In interviews with police during the year-long investigation, Briones said he would often make work-related purchases for the MHDA with his personal credit card, and then claim the reimbursements he listed in the Quickbooks program.

He told police he did not recall some of the questionable transactions that board members discovered, and he did not know why he would have listed checks written to himself as having been paid to a vendor or service provider, according to police reports.

The $2,921 check he claimed he wrote to himself and cashed in 2011, for example, might have been mistakenly entered into the MHDA’s books by him as being written to Pacific Display, police said. In a follow-up interview with police, he told them he remembered why he wrote himself the check – he personally loaned the MHDA the money because its bank account was low on cash, and then repaid himself plus interest from the MHDA’s account when more revenue came in.

Fearing such a transaction would appear “suspicious” to board members, he entered Pacific Display as the recipient of the check, police said.
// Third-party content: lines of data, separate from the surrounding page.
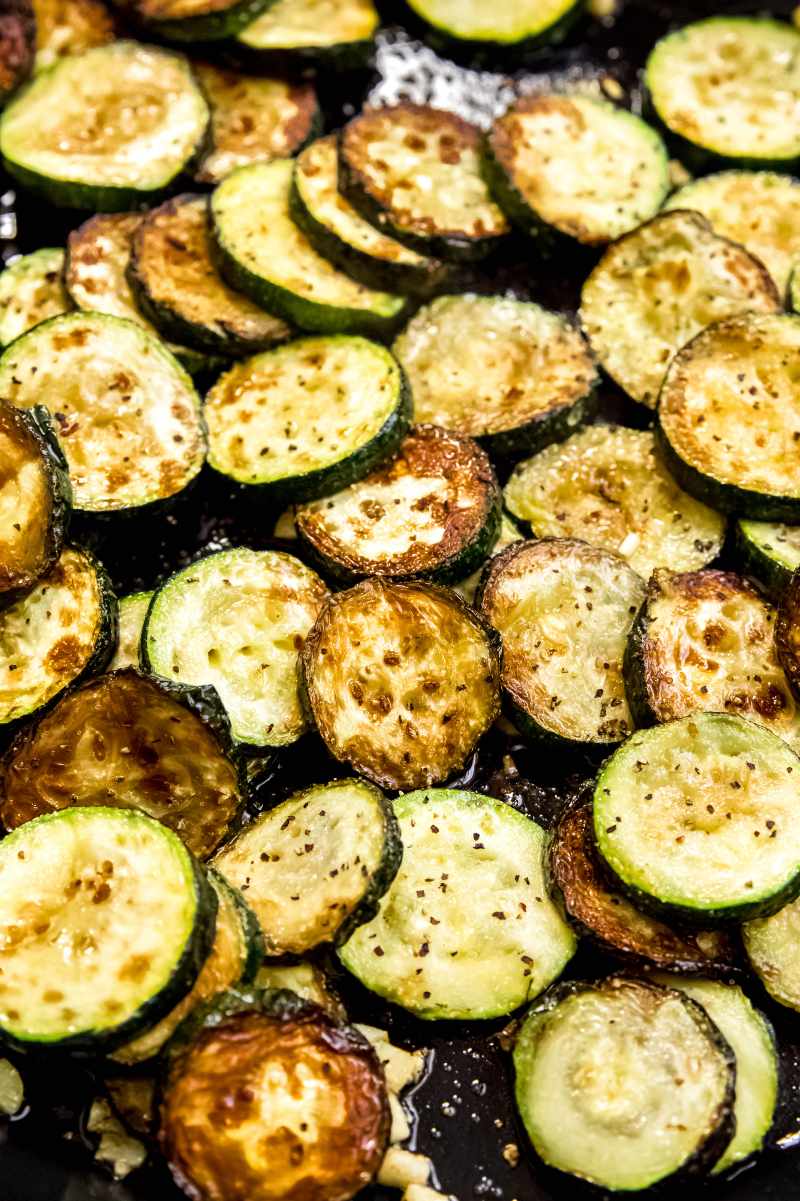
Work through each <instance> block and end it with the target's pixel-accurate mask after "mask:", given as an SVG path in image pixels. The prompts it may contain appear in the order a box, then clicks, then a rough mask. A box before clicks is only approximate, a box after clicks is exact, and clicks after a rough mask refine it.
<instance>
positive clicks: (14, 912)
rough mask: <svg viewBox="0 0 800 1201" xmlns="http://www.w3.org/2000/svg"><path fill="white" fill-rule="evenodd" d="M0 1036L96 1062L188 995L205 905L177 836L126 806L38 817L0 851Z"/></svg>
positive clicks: (211, 922)
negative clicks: (68, 1053) (57, 1049)
mask: <svg viewBox="0 0 800 1201" xmlns="http://www.w3.org/2000/svg"><path fill="white" fill-rule="evenodd" d="M0 880H1V882H2V886H1V888H0V931H1V932H2V936H1V937H2V951H4V955H2V960H4V963H2V982H1V984H0V1029H1V1030H2V1035H4V1038H5V1039H6V1040H7V1041H10V1042H11V1044H12V1045H16V1046H18V1047H20V1048H22V1050H24V1048H26V1047H28V1048H30V1047H35V1046H40V1047H41V1046H49V1047H59V1048H64V1050H70V1051H73V1052H80V1053H90V1054H96V1053H97V1052H98V1051H112V1050H114V1047H117V1046H120V1045H121V1044H123V1042H125V1041H126V1040H127V1039H129V1038H131V1036H132V1035H133V1034H136V1033H137V1032H138V1030H142V1029H143V1028H147V1027H148V1026H149V1024H150V1023H151V1022H154V1021H157V1020H159V1018H160V1017H162V1016H163V1015H165V1014H167V1012H168V1011H169V1010H171V1009H172V1006H173V1005H174V1004H175V1003H177V1002H178V1000H180V998H181V997H184V996H186V993H187V992H189V990H190V988H191V987H192V986H193V984H195V980H196V979H197V975H198V973H199V969H201V967H202V964H203V962H204V960H205V958H207V956H208V952H209V950H210V943H211V939H213V937H214V924H215V916H216V897H215V895H214V892H213V890H211V888H210V885H209V884H208V882H207V879H205V876H204V873H203V871H202V868H199V867H198V865H197V864H196V861H195V860H193V859H192V856H191V854H190V852H189V850H186V848H185V847H184V844H183V843H181V842H180V839H179V838H178V837H177V836H175V835H174V833H173V832H172V831H171V830H167V829H166V827H165V826H162V825H161V824H160V823H159V821H154V820H153V819H151V818H149V817H145V815H144V814H143V813H137V812H135V811H132V809H107V808H76V809H65V811H62V812H61V813H49V814H47V815H46V817H42V818H38V819H37V820H36V821H30V823H28V824H26V825H25V826H23V827H22V829H20V830H16V831H14V832H13V833H11V835H8V837H7V838H5V839H4V841H2V843H0Z"/></svg>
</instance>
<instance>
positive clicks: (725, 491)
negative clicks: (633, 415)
mask: <svg viewBox="0 0 800 1201" xmlns="http://www.w3.org/2000/svg"><path fill="white" fill-rule="evenodd" d="M799 349H800V317H786V316H756V315H752V316H744V317H735V318H732V319H730V321H724V322H721V323H720V324H717V325H714V327H712V328H711V329H706V330H705V331H704V333H702V334H699V335H698V336H697V337H695V339H694V340H693V341H692V342H689V343H688V346H686V347H683V349H682V351H681V352H680V353H679V354H677V355H676V357H675V359H674V360H673V364H671V366H670V369H669V371H668V372H667V377H665V380H664V384H663V388H662V392H661V398H659V401H658V422H657V434H658V438H659V443H661V447H662V450H663V453H664V456H665V460H667V465H668V467H669V470H670V471H671V472H673V474H674V476H675V478H676V479H677V480H679V483H680V484H681V485H682V486H683V488H685V489H686V490H687V491H688V492H691V494H692V495H693V496H697V497H699V498H700V500H704V501H706V502H708V503H709V504H714V507H715V508H717V509H721V510H722V512H727V513H730V512H734V513H739V514H741V515H742V516H748V518H758V519H760V520H765V521H782V520H788V521H796V520H799V519H800V462H799V461H798V452H796V447H798V442H796V440H795V437H794V435H795V432H796V434H798V436H799V437H800V389H799V388H798V383H796V374H795V370H794V362H793V360H794V357H795V355H796V353H798V351H799Z"/></svg>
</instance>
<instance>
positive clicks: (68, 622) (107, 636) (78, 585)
mask: <svg viewBox="0 0 800 1201" xmlns="http://www.w3.org/2000/svg"><path fill="white" fill-rule="evenodd" d="M115 645H117V599H115V597H114V593H113V592H112V588H111V581H109V580H108V576H107V575H106V572H105V570H103V568H102V567H101V566H100V563H98V562H97V561H96V560H95V558H92V557H91V555H89V554H88V551H85V550H78V549H77V548H73V546H67V548H66V549H65V550H64V551H61V556H60V558H59V560H58V562H56V563H55V564H54V566H53V567H52V568H50V570H49V572H48V573H47V575H44V576H42V578H41V579H40V580H37V582H36V585H35V586H34V588H32V590H31V591H30V592H28V594H26V596H25V597H23V598H22V600H17V602H16V603H14V604H12V605H10V607H8V608H7V609H4V610H2V613H0V733H2V731H7V730H8V729H11V728H13V723H16V722H18V721H19V718H22V717H28V716H30V715H31V713H36V712H37V710H41V709H43V707H44V705H49V704H50V703H52V701H53V700H55V698H56V697H58V695H59V694H60V693H61V692H64V689H65V688H67V687H68V686H70V685H71V683H76V682H77V681H78V680H80V679H83V677H84V676H88V675H94V674H95V673H97V671H102V670H105V668H106V665H107V664H108V661H109V659H111V657H112V655H113V652H114V646H115Z"/></svg>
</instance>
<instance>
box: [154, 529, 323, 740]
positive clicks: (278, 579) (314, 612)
mask: <svg viewBox="0 0 800 1201" xmlns="http://www.w3.org/2000/svg"><path fill="white" fill-rule="evenodd" d="M327 592H328V590H327V587H326V585H324V584H323V581H322V580H321V579H320V576H318V575H315V573H314V572H312V570H310V569H309V568H308V567H306V566H305V564H304V563H302V562H300V561H299V558H294V557H293V556H292V555H285V554H283V552H282V551H274V550H247V549H245V548H239V549H235V550H221V551H217V552H216V554H213V555H207V556H205V557H204V558H201V560H198V561H197V562H195V563H191V564H190V566H189V567H185V568H184V569H183V570H180V572H177V573H175V574H174V575H173V576H171V578H169V579H168V580H167V581H166V584H162V585H161V587H160V588H159V590H157V592H156V594H155V596H154V598H153V603H151V604H150V609H149V611H148V616H147V620H145V623H144V629H143V632H142V664H143V665H144V667H145V668H147V669H148V670H151V671H155V673H156V675H160V676H163V677H165V679H167V680H175V681H178V682H179V683H189V685H214V687H215V689H216V691H217V693H219V694H220V698H221V700H222V704H223V705H225V707H226V710H227V713H228V717H229V718H231V729H232V731H233V736H234V739H235V740H237V741H238V742H239V743H240V745H241V746H244V747H246V748H253V749H256V748H258V749H261V748H263V747H276V746H287V745H288V743H289V742H294V741H297V739H299V737H300V735H302V734H303V733H304V731H305V728H306V725H305V719H304V717H303V712H302V709H300V700H299V697H298V686H297V662H298V653H299V651H300V650H302V647H303V643H304V640H305V638H306V637H308V634H309V631H310V629H311V627H312V626H314V622H315V620H316V617H317V615H318V613H320V610H321V608H322V603H323V600H324V598H326V596H327Z"/></svg>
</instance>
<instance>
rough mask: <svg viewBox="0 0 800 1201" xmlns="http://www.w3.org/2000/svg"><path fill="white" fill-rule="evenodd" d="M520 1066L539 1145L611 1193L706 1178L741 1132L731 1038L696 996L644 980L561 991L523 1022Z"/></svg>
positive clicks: (547, 996) (522, 1110) (568, 1171)
mask: <svg viewBox="0 0 800 1201" xmlns="http://www.w3.org/2000/svg"><path fill="white" fill-rule="evenodd" d="M514 1072H515V1076H517V1104H518V1106H519V1110H520V1115H521V1118H523V1123H524V1125H525V1129H526V1130H527V1134H529V1136H530V1139H531V1142H532V1143H533V1147H535V1149H536V1151H537V1153H538V1154H539V1155H541V1157H542V1159H543V1160H544V1161H545V1164H549V1165H550V1166H551V1167H557V1169H559V1170H560V1171H562V1172H569V1173H572V1175H573V1176H578V1177H581V1178H583V1179H586V1181H590V1182H591V1183H592V1184H597V1185H599V1187H601V1188H603V1189H611V1190H613V1191H620V1193H628V1191H639V1190H640V1189H645V1188H650V1187H651V1185H653V1184H657V1183H659V1182H662V1181H665V1179H669V1178H670V1177H677V1176H679V1173H680V1175H681V1176H695V1175H700V1173H703V1171H704V1170H705V1169H708V1167H711V1166H712V1164H714V1163H715V1160H716V1159H718V1157H720V1154H722V1152H723V1151H724V1148H726V1145H727V1143H728V1142H729V1141H730V1136H732V1134H733V1131H734V1116H733V1106H734V1092H735V1080H736V1069H735V1057H734V1053H733V1051H732V1048H730V1046H729V1045H728V1042H726V1040H724V1039H723V1036H722V1034H721V1033H720V1030H718V1029H717V1027H716V1026H715V1024H714V1022H712V1021H711V1020H710V1018H709V1017H708V1015H706V1014H705V1011H704V1010H703V1009H702V1008H700V1006H699V1005H698V1004H697V1003H695V1002H693V1000H691V999H689V998H688V997H686V996H685V994H683V993H682V992H676V991H674V990H671V988H669V990H668V988H661V987H658V986H656V985H653V984H647V982H645V981H643V980H627V979H625V978H623V976H616V978H614V976H613V978H611V979H609V980H604V981H602V982H601V984H597V985H590V984H573V985H565V986H562V987H561V988H555V990H553V992H551V993H549V994H548V996H547V997H544V998H543V999H542V1002H541V1004H539V1005H536V1006H535V1008H533V1010H532V1011H531V1012H530V1014H529V1016H527V1017H526V1020H525V1023H524V1026H523V1029H521V1032H520V1035H519V1039H518V1041H517V1046H515V1048H514Z"/></svg>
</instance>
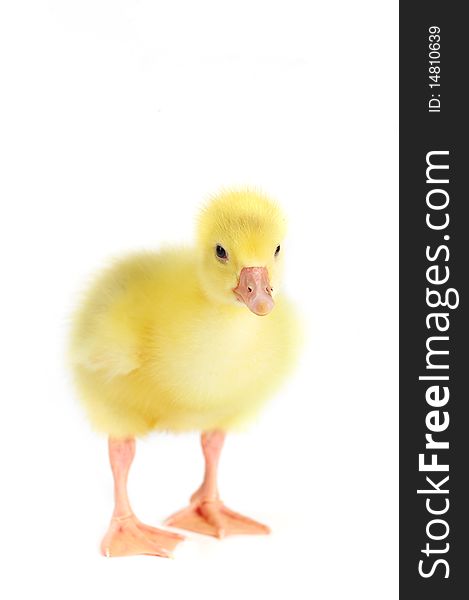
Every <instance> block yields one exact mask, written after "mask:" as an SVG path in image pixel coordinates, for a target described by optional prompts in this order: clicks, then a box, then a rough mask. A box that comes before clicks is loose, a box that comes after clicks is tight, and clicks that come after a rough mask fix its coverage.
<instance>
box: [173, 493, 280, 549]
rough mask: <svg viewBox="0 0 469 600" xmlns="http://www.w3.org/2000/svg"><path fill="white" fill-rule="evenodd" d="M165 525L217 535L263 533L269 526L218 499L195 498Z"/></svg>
mask: <svg viewBox="0 0 469 600" xmlns="http://www.w3.org/2000/svg"><path fill="white" fill-rule="evenodd" d="M165 524H166V525H169V526H171V527H177V528H178V529H187V530H188V531H195V532H196V533H202V534H205V535H210V536H213V537H217V538H219V539H221V538H223V537H225V536H228V535H238V534H240V535H265V534H268V533H270V529H269V527H267V525H263V524H262V523H258V522H257V521H254V520H253V519H250V518H249V517H245V516H244V515H241V514H239V513H236V512H234V511H232V510H231V509H229V508H227V507H226V506H225V505H224V504H223V503H222V502H221V501H220V500H210V499H197V500H194V501H193V502H191V504H190V506H188V507H187V508H185V509H183V510H181V511H179V512H177V513H175V514H174V515H172V516H171V517H169V519H167V520H166V521H165Z"/></svg>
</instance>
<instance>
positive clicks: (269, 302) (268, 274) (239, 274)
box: [233, 267, 274, 316]
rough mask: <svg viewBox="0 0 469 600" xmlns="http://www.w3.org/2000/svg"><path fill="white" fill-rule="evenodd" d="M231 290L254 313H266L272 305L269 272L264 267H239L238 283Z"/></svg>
mask: <svg viewBox="0 0 469 600" xmlns="http://www.w3.org/2000/svg"><path fill="white" fill-rule="evenodd" d="M233 292H234V293H235V295H236V297H237V298H238V300H240V301H241V302H244V304H245V305H246V306H247V307H248V308H249V310H252V312H253V313H254V314H256V315H259V316H264V315H268V314H269V313H270V311H271V310H272V309H273V307H274V300H273V298H272V288H271V286H270V281H269V273H268V271H267V269H266V268H265V267H245V268H244V269H241V273H240V274H239V282H238V285H237V287H235V288H234V290H233Z"/></svg>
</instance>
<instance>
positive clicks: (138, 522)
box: [101, 514, 184, 558]
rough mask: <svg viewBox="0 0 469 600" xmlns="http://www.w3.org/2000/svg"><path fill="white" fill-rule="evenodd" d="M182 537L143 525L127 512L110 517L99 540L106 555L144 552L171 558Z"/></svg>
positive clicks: (127, 555)
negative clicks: (126, 514)
mask: <svg viewBox="0 0 469 600" xmlns="http://www.w3.org/2000/svg"><path fill="white" fill-rule="evenodd" d="M183 539H184V537H183V536H182V535H179V534H176V533H173V532H171V531H163V530H162V529H156V528H155V527H150V526H149V525H145V524H144V523H141V522H140V521H139V520H138V519H137V517H136V516H135V515H134V514H129V515H125V516H123V517H113V518H112V520H111V523H110V525H109V528H108V530H107V532H106V535H105V536H104V538H103V541H102V542H101V553H102V554H103V555H104V556H107V557H114V556H133V555H136V554H146V555H149V556H162V557H165V558H171V557H172V550H174V548H175V547H176V546H177V544H178V543H179V542H181V541H182V540H183Z"/></svg>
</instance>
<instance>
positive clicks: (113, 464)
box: [101, 438, 184, 558]
mask: <svg viewBox="0 0 469 600" xmlns="http://www.w3.org/2000/svg"><path fill="white" fill-rule="evenodd" d="M134 454H135V440H133V439H131V438H129V439H124V440H115V439H110V440H109V458H110V461H111V468H112V473H113V476H114V495H115V507H114V514H113V517H112V519H111V523H110V525H109V528H108V530H107V532H106V534H105V536H104V538H103V541H102V542H101V552H102V554H104V555H105V556H108V557H111V556H131V555H134V554H147V555H151V556H164V557H168V558H169V557H171V551H172V550H173V549H174V548H175V547H176V545H177V544H178V543H179V542H180V541H182V540H183V539H184V538H183V536H181V535H178V534H176V533H172V532H170V531H163V530H161V529H156V528H155V527H150V526H149V525H145V524H144V523H141V522H140V521H139V520H138V519H137V517H136V516H135V515H134V514H133V512H132V509H131V508H130V503H129V499H128V496H127V476H128V472H129V468H130V465H131V463H132V460H133V457H134Z"/></svg>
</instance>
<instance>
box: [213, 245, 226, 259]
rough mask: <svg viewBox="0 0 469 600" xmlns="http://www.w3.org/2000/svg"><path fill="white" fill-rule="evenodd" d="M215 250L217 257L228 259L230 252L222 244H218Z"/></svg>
mask: <svg viewBox="0 0 469 600" xmlns="http://www.w3.org/2000/svg"><path fill="white" fill-rule="evenodd" d="M215 252H216V253H217V257H218V258H219V259H221V260H228V253H227V251H226V250H225V249H224V248H223V246H220V244H217V247H216V248H215Z"/></svg>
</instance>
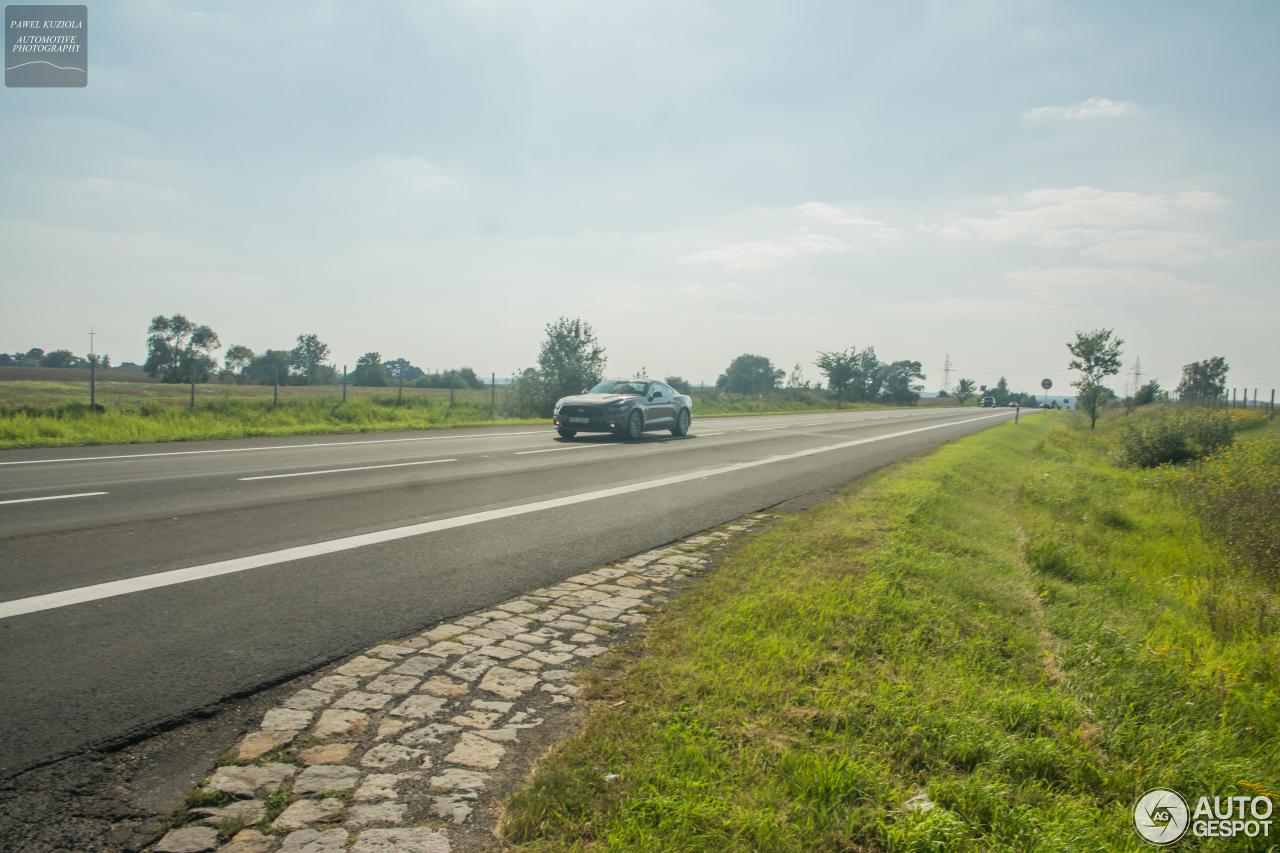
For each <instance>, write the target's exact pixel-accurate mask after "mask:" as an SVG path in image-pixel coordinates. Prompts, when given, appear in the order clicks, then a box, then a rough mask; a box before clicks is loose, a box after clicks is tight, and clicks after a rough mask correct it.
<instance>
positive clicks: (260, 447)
mask: <svg viewBox="0 0 1280 853" xmlns="http://www.w3.org/2000/svg"><path fill="white" fill-rule="evenodd" d="M548 432H549V430H547V429H529V430H524V432H518V433H480V434H479V435H419V437H416V438H371V439H369V441H360V442H311V443H308V444H273V446H270V447H221V448H218V450H206V451H163V452H159V453H118V455H115V456H72V457H69V459H23V460H17V461H12V462H0V465H51V464H54V462H101V461H109V460H113V459H151V457H152V456H201V455H204V453H253V452H259V451H269V450H306V448H308V447H358V446H361V444H397V443H402V442H439V441H463V439H467V438H508V437H511V435H543V434H545V433H548Z"/></svg>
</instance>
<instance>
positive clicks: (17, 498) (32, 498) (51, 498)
mask: <svg viewBox="0 0 1280 853" xmlns="http://www.w3.org/2000/svg"><path fill="white" fill-rule="evenodd" d="M99 494H106V492H79V493H78V494H47V496H45V497H42V498H15V500H13V501H0V506H3V505H5V503H35V502H36V501H68V500H70V498H73V497H97V496H99Z"/></svg>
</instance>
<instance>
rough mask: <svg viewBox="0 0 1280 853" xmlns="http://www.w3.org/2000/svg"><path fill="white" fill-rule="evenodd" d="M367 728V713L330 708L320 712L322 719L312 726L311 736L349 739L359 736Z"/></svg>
mask: <svg viewBox="0 0 1280 853" xmlns="http://www.w3.org/2000/svg"><path fill="white" fill-rule="evenodd" d="M367 727H369V715H367V713H364V712H361V711H335V710H333V708H330V710H328V711H321V712H320V719H319V720H316V724H315V725H314V726H311V734H312V735H315V736H316V738H347V736H355V735H358V734H361V733H362V731H364V730H365V729H367Z"/></svg>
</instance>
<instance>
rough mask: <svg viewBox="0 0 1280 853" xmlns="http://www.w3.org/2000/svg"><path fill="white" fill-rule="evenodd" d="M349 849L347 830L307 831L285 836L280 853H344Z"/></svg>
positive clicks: (336, 829) (312, 829) (306, 830)
mask: <svg viewBox="0 0 1280 853" xmlns="http://www.w3.org/2000/svg"><path fill="white" fill-rule="evenodd" d="M346 849H347V830H338V829H333V830H325V831H324V833H321V831H320V830H314V829H305V830H297V831H296V833H289V834H288V835H285V836H284V844H282V845H280V853H344V852H346Z"/></svg>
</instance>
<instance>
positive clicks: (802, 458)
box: [0, 411, 1009, 619]
mask: <svg viewBox="0 0 1280 853" xmlns="http://www.w3.org/2000/svg"><path fill="white" fill-rule="evenodd" d="M1007 414H1009V412H1007V411H1002V412H996V414H992V415H982V416H978V418H965V419H963V420H948V421H946V423H942V424H929V425H928V427H915V428H914V429H902V430H899V432H896V433H886V434H883V435H870V437H868V438H855V439H852V441H847V442H840V443H836V444H824V446H822V447H810V448H806V450H801V451H794V452H791V453H780V455H777V456H767V457H764V459H756V460H751V461H746V462H735V464H732V465H726V466H723V467H712V469H699V470H695V471H685V473H684V474H675V475H672V476H662V478H658V479H653V480H641V482H639V483H627V484H626V485H616V487H611V488H604V489H595V491H593V492H580V493H577V494H566V496H563V497H558V498H548V500H545V501H532V502H530V503H517V505H515V506H506V507H499V508H497V510H485V511H481V512H468V514H466V515H457V516H453V517H449V519H436V520H434V521H422V523H419V524H408V525H404V526H399V528H390V529H388V530H375V532H372V533H361V534H357V535H352V537H342V538H338V539H329V540H326V542H316V543H312V544H306V546H297V547H292V548H282V549H279V551H269V552H266V553H257V555H251V556H247V557H236V558H233V560H223V561H219V562H210V564H205V565H202V566H188V567H186V569H173V570H169V571H157V573H155V574H150V575H140V576H137V578H125V579H123V580H110V581H106V583H101V584H92V585H90V587H79V588H74V589H64V590H61V592H55V593H46V594H44V596H32V597H29V598H15V599H13V601H5V602H0V619H10V617H13V616H23V615H27V613H38V612H41V611H45V610H54V608H58V607H69V606H72V605H81V603H84V602H91V601H100V599H102V598H115V597H116V596H127V594H131V593H137V592H145V590H147V589H159V588H161V587H173V585H175V584H184V583H191V581H193V580H206V579H209V578H218V576H221V575H230V574H237V573H241V571H248V570H251V569H262V567H265V566H274V565H279V564H284V562H294V561H297V560H306V558H310V557H320V556H324V555H330V553H339V552H343V551H351V549H353V548H364V547H367V546H374V544H383V543H387V542H396V540H399V539H408V538H411V537H420V535H424V534H428V533H436V532H440V530H453V529H456V528H465V526H470V525H474V524H483V523H485V521H495V520H499V519H509V517H515V516H520V515H529V514H531V512H541V511H544V510H554V508H559V507H566V506H573V505H577V503H586V502H589V501H600V500H603V498H611V497H620V496H622V494H634V493H635V492H644V491H648V489H657V488H664V487H668V485H676V484H678V483H689V482H692V480H704V479H710V478H713V476H721V475H723V474H733V473H736V471H745V470H749V469H753V467H760V466H762V465H773V464H776V462H787V461H791V460H796V459H804V457H806V456H815V455H818V453H829V452H832V451H838V450H846V448H849V447H860V446H863V444H870V443H873V442H882V441H887V439H890V438H901V437H904V435H914V434H916V433H927V432H932V430H934V429H946V428H948V427H964V425H968V424H973V423H977V421H982V420H991V419H993V418H1006V416H1007Z"/></svg>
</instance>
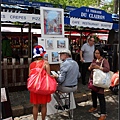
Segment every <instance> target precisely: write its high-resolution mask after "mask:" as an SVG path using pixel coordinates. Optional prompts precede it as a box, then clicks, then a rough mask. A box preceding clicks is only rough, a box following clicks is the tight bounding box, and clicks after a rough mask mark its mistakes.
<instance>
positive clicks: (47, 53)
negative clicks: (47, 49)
mask: <svg viewBox="0 0 120 120" xmlns="http://www.w3.org/2000/svg"><path fill="white" fill-rule="evenodd" d="M44 60H47V61H49V60H48V53H46V54H44Z"/></svg>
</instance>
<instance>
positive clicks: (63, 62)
mask: <svg viewBox="0 0 120 120" xmlns="http://www.w3.org/2000/svg"><path fill="white" fill-rule="evenodd" d="M80 75H81V74H80V72H79V66H78V64H77V62H76V61H74V60H73V59H72V58H67V59H66V60H65V61H63V63H61V66H60V74H59V76H58V78H57V82H58V83H59V84H61V85H62V86H73V85H77V83H78V78H80Z"/></svg>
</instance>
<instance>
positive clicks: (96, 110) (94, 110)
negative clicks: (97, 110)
mask: <svg viewBox="0 0 120 120" xmlns="http://www.w3.org/2000/svg"><path fill="white" fill-rule="evenodd" d="M94 111H97V108H94V107H92V108H91V109H89V110H88V112H90V113H92V112H94Z"/></svg>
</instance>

The owner of the building where Briones runs 9Lives in Gilroy said he doesn’t know what will become of the club following the charges. The property owner, Gary Walton, who has known Briones for several years, said he was surprised to hear about the charges against Briones.

The MHDA is funded by annual membership dues, revenue from events it sponsored, fundraising efforts and – formerly – the Morgan Hill RDA before that agency was dissolved by state law earlier this year.

Neither the city nor the former RDA are considered victims in the case, Lee said. The only victim is the MHDA.

The Santa Clara County Superior Court will schedule an arraignment hearing for Briones within 30 days of his arrest, Lee said.